Grinding and clashing, Nanny managed to make her way across the path and up to them. She stopped, settling down, retracting her treads. She did not stir. One eye, the good eye, reflected the sunlight. The other had not been synchronized; it gaped with futile emptiness. She had managed to shift most of her weight on her less-damaged side, but her motion was bad and uneven, and slow. There was a smell about her, an odor of burning oil and friction.

Jean studied her. Finally she patted the bent green side sympathetically. "Poor Nanny! What did you do, Nanny? What happened to you? Were you in a wreck?"

"Let's push Nanny in," Bobby said lazily. "And see if she can swim. Can a Nanny swim?"

Jean said no, because she was too heavy. She would sink to the bottom and they would never see her again.

"Then we won't push her in," Bobby agreed.

For a time there was silence. Overhead a few birds fluttered past, plump specks streaking swiftly across the sky. A small boy on a bicycle came riding hesitantly along the gravel path, his front wheel wobbling.

"I wish I had a bicycle," Bobby murmured.

The boy careened on past. Across the lake the fat man stood up and knocked his pipe against the bench. He closed his book and sauntered off along the path, wiping his perspiring forehead with a vast red handkerchief.

"What happens to Nannies when they get old?" Bobby asked wonderingly. "What do they do? Where do they go?"

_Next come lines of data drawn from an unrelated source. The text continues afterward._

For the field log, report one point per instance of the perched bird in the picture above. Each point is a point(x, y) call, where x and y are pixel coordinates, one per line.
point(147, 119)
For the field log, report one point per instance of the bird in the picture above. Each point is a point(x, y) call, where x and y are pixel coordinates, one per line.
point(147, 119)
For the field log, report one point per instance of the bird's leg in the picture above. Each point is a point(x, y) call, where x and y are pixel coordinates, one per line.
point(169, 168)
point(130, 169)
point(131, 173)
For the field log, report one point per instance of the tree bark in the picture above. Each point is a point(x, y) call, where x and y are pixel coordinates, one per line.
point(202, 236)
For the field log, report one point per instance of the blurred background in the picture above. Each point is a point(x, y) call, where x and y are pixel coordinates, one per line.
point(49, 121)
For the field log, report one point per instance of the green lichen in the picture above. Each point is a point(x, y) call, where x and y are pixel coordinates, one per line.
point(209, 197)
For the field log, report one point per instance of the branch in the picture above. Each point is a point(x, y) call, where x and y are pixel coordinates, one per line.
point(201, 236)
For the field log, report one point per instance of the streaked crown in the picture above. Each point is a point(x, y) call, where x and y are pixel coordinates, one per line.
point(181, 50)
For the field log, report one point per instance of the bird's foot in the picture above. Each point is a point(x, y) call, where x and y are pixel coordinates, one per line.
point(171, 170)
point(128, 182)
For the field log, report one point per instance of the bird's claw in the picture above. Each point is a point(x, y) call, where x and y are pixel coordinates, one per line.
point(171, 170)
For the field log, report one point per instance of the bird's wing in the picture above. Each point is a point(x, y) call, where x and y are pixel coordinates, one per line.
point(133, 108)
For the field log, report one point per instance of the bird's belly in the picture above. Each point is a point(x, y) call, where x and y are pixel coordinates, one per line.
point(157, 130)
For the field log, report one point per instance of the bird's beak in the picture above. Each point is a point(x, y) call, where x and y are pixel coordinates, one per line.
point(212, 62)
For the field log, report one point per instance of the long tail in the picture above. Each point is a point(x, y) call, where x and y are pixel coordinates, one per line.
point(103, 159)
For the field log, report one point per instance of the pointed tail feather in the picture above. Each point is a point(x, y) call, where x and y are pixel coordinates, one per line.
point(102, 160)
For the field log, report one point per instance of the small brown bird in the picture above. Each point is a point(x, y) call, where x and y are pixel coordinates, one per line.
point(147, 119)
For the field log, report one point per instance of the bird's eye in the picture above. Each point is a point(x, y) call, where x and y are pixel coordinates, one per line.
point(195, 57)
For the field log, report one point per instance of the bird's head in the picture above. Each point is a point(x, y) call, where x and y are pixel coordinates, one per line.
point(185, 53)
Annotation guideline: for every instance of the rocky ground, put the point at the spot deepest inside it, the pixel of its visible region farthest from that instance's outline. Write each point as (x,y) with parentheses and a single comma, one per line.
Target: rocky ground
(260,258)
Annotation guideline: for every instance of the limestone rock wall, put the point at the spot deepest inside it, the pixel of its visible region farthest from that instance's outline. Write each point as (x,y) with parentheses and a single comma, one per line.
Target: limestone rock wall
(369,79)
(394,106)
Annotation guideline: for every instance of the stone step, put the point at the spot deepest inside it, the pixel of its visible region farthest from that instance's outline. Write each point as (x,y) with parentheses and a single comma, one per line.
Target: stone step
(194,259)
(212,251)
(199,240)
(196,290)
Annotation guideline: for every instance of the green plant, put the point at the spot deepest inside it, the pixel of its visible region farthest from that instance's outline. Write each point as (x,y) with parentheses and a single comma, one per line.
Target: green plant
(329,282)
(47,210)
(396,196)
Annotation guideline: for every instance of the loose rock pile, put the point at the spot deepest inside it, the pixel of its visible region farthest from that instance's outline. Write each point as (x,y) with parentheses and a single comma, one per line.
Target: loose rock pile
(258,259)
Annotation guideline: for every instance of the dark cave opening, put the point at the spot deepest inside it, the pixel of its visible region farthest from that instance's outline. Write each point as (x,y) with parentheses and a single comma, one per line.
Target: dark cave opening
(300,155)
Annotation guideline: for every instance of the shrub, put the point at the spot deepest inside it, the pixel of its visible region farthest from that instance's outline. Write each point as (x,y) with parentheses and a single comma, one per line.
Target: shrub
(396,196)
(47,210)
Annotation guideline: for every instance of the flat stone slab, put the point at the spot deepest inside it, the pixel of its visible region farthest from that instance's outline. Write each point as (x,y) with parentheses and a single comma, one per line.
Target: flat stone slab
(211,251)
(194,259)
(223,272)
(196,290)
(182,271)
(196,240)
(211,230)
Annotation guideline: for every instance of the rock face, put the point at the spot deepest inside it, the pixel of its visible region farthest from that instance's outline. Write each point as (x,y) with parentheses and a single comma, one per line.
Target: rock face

"They go to heaven." Jean lovingly thumped the green dented hull with her hand. "Just like everybody else."

"Are Nannies born? Were there always Nannies?" Bobby had begun to conjecture on ultimate cosmic mysteries. "Maybe there was a time before there were Nannies. I wonder what the world was like in the days before Nannies lived."

"Of course there were always Nannies," Jean said impatiently. "If there weren't, where did they come from?"